Noch kein Rededuell verloren

Und das hat sich nach allgemeinem Urteil bewährt. Bush schien sich damals in den TV-Debatten wohlzufühlen und trat sicher auf - "wenn auch nicht gerade sprühend vor Intellekt", wie es die Zeitung "USA Today" formuliert. Insgesamt sind sich Experten einig: Beide - Bush und Kerry - sind gute Debattierer, die noch in keinem Diskussionszweikampf ihrer Karriere verloren haben. Als vorteilhaft für Bush gilt, dass er als "sympathische Person" wirkt, während Kerry auch unter Druck "cool" bleibt.

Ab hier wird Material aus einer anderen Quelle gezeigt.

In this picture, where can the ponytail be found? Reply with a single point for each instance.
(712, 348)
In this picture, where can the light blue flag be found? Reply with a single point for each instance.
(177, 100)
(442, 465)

"Wer bin ich? Warum bin ich hier?"

Frank Donatelli, früher Berater von Präsident Ronald Reagan, meinte in "USA Today", jeder Kandidat sollte einen "wirklich bemerkenswerten" Satz im Kopf haben, um ihn im geeigneten Moment "anzubringen". Das bleibe nämlich besser im Gedächtnis haften und tauche später häufiger auf als nachdenkliche Debattenbeiträge. So brachte 1984 der damals 73-jährige Ronald Reagan seinen Kontrahenten Walter Mondale zum Lachen, als er auf eine Frage bezüglich seines Alters antwortete, er wolle seinem Herausforderer dessen Jugend nicht anlasten. Mondale war damals 56. Und dann war da 1992 jene denkwürdige - freilich nicht geplante - Debattenäußerung von James Stockdale, "Vize" des damaligen Reformpartei-Spitzenkandidaten Ross Perot, der auf Fragen hilfos antwortete: "Wer bin ich? Warum bin ich hier?"